The narrative was pretty simple; a reader will not be beleaguered with legalese and recitations of old cases. He doesn’t even attempt to explain how the British legal system work – for which, I am thankful. Because this book is really not a big book, I’m glad that McEwan dives right into the heart of the story.

My second attempt at McEwan led me to believe that Sweet Tooth was a fluke. With several books in his belt, I’m even more anxious to read more. He tackled the case of a dying boy with such intelligent sensitivity, without being prejudiced against a religion known for being purists.

  • I have this authors name around quite a bit, but not too many reviews. Kudos to you for trying another of his books when you didn’t like the first one. This one also seems like something I might like – law in books always draws me in. And the disorder at home seems like a nice ingredient to the mix. Glad you liked it!

  • Her husband has alot of freaking nerve! But ahhh, I miss reading Adult fiction so much. Sadly this year, my reading has consisted of mostly YA and NA, and I’m so ready to dive back into the complex world of Adults. This story is right up my alley, so I’m definitely adding this to my TBR. Great Review!

  • Sounds like a lot going on that effects her. Haven’t heard much about this one or the author

  • I’m glad to hear that you gave this author a second chance and that you wound up really enjoying it. This isn’t my kind of book, but it sure does sound very intricate!
    Great review!

  • I need this! It sounds completely complex, juggling work where she holds a life in her hands, her failing marriage and just balancing womanhood. My goodness, that husband sounds horrid. Why would he bother staying with her if he wants to shag someone else? Obviously she had an incredibly demanding and even emotional career, and he pulls that shit? Now I need to read this even more, just to see what happens between the two. Already I’m pulling out my misogynist pig banner.

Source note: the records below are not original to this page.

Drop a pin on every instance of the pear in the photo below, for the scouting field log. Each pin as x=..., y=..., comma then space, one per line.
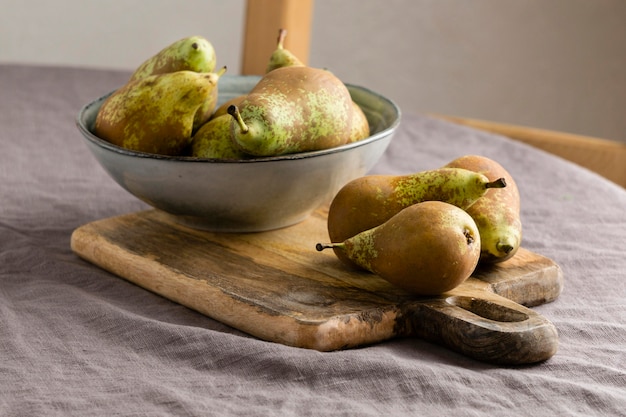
x=360, y=125
x=282, y=57
x=193, y=53
x=427, y=248
x=293, y=109
x=223, y=108
x=154, y=114
x=205, y=112
x=369, y=201
x=213, y=140
x=497, y=213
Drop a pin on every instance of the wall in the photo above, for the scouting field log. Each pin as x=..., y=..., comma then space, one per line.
x=557, y=64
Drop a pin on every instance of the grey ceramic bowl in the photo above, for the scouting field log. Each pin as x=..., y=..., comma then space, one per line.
x=249, y=195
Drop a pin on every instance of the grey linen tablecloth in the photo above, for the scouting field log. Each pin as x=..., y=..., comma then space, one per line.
x=78, y=341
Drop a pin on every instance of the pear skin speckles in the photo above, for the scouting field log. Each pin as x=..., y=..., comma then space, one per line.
x=154, y=114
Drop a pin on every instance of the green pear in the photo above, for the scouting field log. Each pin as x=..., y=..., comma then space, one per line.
x=427, y=248
x=154, y=114
x=205, y=112
x=213, y=140
x=223, y=108
x=282, y=57
x=497, y=214
x=371, y=200
x=193, y=53
x=293, y=109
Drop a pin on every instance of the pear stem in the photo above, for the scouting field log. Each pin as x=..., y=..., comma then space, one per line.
x=321, y=246
x=221, y=71
x=234, y=111
x=499, y=183
x=281, y=38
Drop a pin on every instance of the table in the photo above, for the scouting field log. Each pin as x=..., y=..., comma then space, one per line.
x=76, y=340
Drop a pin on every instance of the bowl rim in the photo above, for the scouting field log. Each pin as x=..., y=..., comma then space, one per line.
x=102, y=143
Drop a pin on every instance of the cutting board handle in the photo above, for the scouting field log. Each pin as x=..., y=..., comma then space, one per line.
x=487, y=327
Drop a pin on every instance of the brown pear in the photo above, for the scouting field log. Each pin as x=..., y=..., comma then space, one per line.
x=282, y=57
x=371, y=200
x=427, y=248
x=293, y=109
x=497, y=213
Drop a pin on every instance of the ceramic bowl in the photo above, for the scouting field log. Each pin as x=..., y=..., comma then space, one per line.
x=246, y=195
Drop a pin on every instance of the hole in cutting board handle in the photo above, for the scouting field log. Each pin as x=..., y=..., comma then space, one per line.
x=487, y=309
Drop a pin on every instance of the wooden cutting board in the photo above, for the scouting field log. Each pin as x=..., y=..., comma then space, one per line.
x=276, y=286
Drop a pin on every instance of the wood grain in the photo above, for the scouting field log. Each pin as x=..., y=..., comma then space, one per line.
x=276, y=286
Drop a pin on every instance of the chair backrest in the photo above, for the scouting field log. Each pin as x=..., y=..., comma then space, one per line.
x=263, y=20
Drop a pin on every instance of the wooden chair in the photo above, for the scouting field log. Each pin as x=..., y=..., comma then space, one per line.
x=265, y=17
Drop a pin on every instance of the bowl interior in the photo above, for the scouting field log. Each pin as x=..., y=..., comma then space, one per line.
x=246, y=195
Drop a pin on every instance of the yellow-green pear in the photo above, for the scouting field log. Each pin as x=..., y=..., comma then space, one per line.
x=193, y=53
x=154, y=114
x=360, y=125
x=282, y=57
x=427, y=248
x=213, y=140
x=497, y=213
x=223, y=108
x=205, y=112
x=293, y=109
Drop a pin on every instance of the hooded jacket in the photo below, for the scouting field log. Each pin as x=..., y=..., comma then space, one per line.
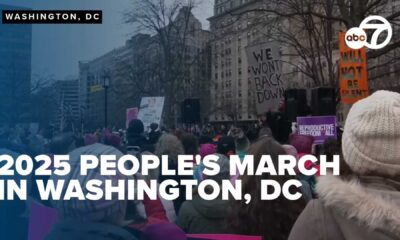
x=200, y=216
x=365, y=208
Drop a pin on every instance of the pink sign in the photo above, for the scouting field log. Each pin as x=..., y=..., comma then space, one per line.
x=41, y=221
x=131, y=114
x=223, y=237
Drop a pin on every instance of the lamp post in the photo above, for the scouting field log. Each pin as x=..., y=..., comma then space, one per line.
x=106, y=85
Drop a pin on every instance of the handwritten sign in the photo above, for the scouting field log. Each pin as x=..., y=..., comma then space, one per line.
x=353, y=74
x=131, y=114
x=265, y=73
x=151, y=110
x=320, y=128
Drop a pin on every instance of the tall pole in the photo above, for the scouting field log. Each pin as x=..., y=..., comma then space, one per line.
x=105, y=106
x=106, y=86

    Incredible review Joy, I can’t wait to grab a copy this weekend <3

  • Awesome review sweetie 😀 You keep reading all these books I have never heard about, lol. But I love that you do. <3 And I'm so glad you mostly loved this book. It do sound pretty interesting 😀 Hoping I might one day want to read books like this too. <3 Thank you for sharing Joy 🙂

  • This book and author are new to me but it sounds like this is a great place to start! I love how intrigued this kept you!

  • Wow. This book sounds incredibly emotional dealing with some of life’s toughest issues, and it sounds like Fiona is incredibly strong in so many ways for being able to cope. It reminds me of the Jodi Picoult books with the legal proceedings as well. Great review Joy!

  • I’ve seen a lot about this authors books, but just haven’t been willing to take the chance of reading one of his books. I normally stick to fantasy and paranormal books. However, I enjoyed quite a few John Grisham books. This sounds pretty good and I think that if I am to take a break from my usual genres I will definitely consider this one! Great review as usual! :]

    • This one is one that you can’t missed, Catherine. The case will pull you in, but her personal struggles will keep you vested in the story even more. I hope you’ll give it a read some time. 🙂

  • It’s the first time I hear about this one but I confess that now I’m curious. It sounds really interesting and I love the idea, I don”t think I’ve read one exactly like that.thanks!